0

I have a working installation of rasa_nlu, running Python 3.6.5 on macOS High Sierra. I was able to get the sample tutorial working. I'm running into trouble getting it to work with synonyms.

Here's the relevant portion of my training file, first-model.md.

## intent:select
- what is the [max](operator) rating?

## synonym:max
- best
- highest
- maximum

Now, rasa_nlu correctly detects the intent and entity for a question such as what is the max rating?

{'intent': {'name': 'select', 'confidence': 0.9542820453643799},
 'entities': [{'start': 12,
   'end': 15,
   'value': 'max',
   'entity': 'operator',
   'confidence': 0.8146240434922525,
   'extractor': 'ner_crf'}],
 'intent_ranking': [{'name': 'select', 'confidence': 0.9542820453643799},
  {'name': 'identity', 'confidence': 0.036332450807094574}],
 'text': 'what is the max rating?'}

However, when I use a synonym in the question, it doesn't detect the entity. For example, what is the best rating?

{'intent': {'name': 'select', 'confidence': 0.9382177591323853},
 'entities': [],
 'intent_ranking': [{'name': 'select', 'confidence': 0.9382177591323853},
  {'name': 'identity', 'confidence': 0.10226328670978546}],
 'text': 'what is the best rating?'}

No dice with synonym. I've tried this both with spacy_sklearn and tensorflow_embedding, and see similar results.

Would greatly appreciate any pointers.

Cheers.

Update: Per @Caleb's suggestion below, I updated the training to:

## intent:select
- what is the [max](operator) rating?
- what is the [highest](operator:max) rating?
- what is the [maximum](operator:max) rating?
- what is the [best](operator:max) rating?

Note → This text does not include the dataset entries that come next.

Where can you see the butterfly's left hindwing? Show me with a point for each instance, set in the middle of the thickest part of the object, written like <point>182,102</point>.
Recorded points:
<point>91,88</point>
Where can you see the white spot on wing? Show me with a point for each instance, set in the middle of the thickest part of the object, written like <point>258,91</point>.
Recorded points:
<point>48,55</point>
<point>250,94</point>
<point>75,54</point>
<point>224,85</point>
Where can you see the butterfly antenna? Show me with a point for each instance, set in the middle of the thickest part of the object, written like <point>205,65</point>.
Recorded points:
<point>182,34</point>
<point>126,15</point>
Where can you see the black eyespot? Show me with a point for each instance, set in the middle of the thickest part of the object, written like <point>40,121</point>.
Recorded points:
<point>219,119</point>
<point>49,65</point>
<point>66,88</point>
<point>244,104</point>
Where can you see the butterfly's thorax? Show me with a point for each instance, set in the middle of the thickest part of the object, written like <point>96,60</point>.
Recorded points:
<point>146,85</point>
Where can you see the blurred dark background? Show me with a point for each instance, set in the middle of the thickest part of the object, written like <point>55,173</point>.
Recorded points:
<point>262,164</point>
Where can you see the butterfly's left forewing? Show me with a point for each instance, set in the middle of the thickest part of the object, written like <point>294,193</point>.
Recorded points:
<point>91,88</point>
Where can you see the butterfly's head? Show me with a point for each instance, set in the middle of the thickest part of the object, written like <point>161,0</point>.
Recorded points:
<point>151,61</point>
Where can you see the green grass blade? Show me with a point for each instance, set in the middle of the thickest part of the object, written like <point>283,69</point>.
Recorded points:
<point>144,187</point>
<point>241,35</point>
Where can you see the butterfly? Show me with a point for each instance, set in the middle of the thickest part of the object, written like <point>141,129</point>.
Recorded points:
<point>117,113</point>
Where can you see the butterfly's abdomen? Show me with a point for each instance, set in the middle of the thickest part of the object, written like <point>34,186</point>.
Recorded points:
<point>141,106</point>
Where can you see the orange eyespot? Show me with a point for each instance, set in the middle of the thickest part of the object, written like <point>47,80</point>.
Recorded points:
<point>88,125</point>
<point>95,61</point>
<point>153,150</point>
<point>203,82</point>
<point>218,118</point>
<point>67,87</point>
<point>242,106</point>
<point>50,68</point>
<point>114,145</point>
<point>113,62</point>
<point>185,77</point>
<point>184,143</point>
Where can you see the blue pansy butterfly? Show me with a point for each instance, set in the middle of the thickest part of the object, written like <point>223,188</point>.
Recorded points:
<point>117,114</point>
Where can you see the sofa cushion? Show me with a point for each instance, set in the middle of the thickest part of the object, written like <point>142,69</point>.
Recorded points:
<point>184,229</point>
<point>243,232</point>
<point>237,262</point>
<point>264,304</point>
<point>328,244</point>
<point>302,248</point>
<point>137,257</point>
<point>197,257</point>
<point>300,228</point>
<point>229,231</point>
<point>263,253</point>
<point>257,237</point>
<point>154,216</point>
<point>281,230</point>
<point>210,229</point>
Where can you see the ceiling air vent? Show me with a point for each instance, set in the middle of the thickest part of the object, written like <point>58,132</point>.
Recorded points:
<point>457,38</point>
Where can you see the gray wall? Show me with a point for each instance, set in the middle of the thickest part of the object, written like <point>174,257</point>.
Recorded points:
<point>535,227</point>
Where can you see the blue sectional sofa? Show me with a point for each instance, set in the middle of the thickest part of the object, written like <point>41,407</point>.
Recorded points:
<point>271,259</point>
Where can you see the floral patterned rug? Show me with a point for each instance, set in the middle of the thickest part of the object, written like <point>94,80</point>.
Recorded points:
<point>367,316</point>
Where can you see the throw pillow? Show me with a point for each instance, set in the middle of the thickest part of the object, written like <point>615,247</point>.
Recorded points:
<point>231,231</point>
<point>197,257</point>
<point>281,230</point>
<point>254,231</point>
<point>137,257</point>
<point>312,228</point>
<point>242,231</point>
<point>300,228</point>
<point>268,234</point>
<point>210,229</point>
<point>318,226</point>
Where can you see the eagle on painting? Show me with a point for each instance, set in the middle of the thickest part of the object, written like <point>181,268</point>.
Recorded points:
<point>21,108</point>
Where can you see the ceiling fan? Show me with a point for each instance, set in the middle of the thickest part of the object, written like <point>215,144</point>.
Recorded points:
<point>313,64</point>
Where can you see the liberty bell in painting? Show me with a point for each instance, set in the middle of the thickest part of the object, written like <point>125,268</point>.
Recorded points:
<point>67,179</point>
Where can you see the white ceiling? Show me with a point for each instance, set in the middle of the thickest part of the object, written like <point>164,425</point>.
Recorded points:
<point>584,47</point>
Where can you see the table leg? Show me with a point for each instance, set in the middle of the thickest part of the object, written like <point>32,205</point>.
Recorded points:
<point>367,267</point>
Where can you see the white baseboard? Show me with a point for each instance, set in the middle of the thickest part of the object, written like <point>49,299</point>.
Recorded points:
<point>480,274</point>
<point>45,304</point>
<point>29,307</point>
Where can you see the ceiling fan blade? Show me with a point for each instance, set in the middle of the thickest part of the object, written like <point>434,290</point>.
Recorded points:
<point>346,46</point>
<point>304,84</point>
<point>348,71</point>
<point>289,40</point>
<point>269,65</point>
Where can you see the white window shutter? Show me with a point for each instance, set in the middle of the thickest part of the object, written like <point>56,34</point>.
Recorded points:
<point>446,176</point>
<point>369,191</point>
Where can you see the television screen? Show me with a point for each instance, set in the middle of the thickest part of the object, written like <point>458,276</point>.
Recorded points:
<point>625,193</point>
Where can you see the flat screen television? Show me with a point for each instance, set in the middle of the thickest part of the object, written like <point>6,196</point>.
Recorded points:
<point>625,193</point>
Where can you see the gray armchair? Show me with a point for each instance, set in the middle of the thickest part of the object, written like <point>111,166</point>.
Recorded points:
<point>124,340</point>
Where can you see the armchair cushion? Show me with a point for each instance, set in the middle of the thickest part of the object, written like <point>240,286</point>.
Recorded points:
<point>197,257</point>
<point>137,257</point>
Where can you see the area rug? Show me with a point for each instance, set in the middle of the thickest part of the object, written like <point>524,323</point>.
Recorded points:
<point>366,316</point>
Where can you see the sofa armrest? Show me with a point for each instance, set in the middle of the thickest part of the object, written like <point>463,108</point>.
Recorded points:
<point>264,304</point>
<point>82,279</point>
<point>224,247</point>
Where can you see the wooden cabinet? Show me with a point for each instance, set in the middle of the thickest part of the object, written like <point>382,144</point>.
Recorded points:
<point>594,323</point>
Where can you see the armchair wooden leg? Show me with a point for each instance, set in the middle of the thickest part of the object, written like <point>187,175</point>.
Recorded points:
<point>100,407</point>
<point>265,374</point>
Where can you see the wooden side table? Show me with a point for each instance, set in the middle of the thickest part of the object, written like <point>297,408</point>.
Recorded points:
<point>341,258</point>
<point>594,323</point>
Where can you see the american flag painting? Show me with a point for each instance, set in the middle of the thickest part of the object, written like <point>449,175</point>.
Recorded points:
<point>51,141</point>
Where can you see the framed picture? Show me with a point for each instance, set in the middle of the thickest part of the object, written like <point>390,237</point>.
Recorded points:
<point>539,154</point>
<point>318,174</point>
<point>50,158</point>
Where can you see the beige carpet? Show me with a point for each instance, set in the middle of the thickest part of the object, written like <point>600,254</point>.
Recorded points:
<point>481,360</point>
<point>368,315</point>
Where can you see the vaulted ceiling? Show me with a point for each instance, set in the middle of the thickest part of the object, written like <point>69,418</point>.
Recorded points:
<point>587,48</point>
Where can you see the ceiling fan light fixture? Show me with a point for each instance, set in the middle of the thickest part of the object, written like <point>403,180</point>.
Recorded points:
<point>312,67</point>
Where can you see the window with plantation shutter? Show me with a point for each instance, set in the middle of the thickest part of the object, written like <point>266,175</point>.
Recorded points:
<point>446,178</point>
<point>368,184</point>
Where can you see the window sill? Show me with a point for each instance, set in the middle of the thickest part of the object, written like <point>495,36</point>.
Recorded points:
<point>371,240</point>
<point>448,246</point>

While it improves the situation, it doesn't fully solve the problem. Now the system returns each synonym (e.g. highest, maximum, best) as the entity value instead of the actual value (max). For example, if I ask what is the best rating?, I expect max as the entity value, not best. Unfortunately, the system returns best.

{'intent': {'name': 'select', 'confidence': 0.9736428260803223},
 'entities': [{'start': 12,
   'end': 16,
   'value': 'best',
   'entity': 'operator',
   'confidence': 0.9105035376516767,
   'extractor': 'ner_crf'}],
 'intent_ranking': [{'name': 'select', 'confidence': 0.9736428260803223},
  {'name': 'identity', 'confidence': 0.0}],
 'text': 'what is the best rating?'}
Deven
  • 156
  • 1
  • 1
  • 13

2 Answers2

1

I stumbled across a combination that works for my use case.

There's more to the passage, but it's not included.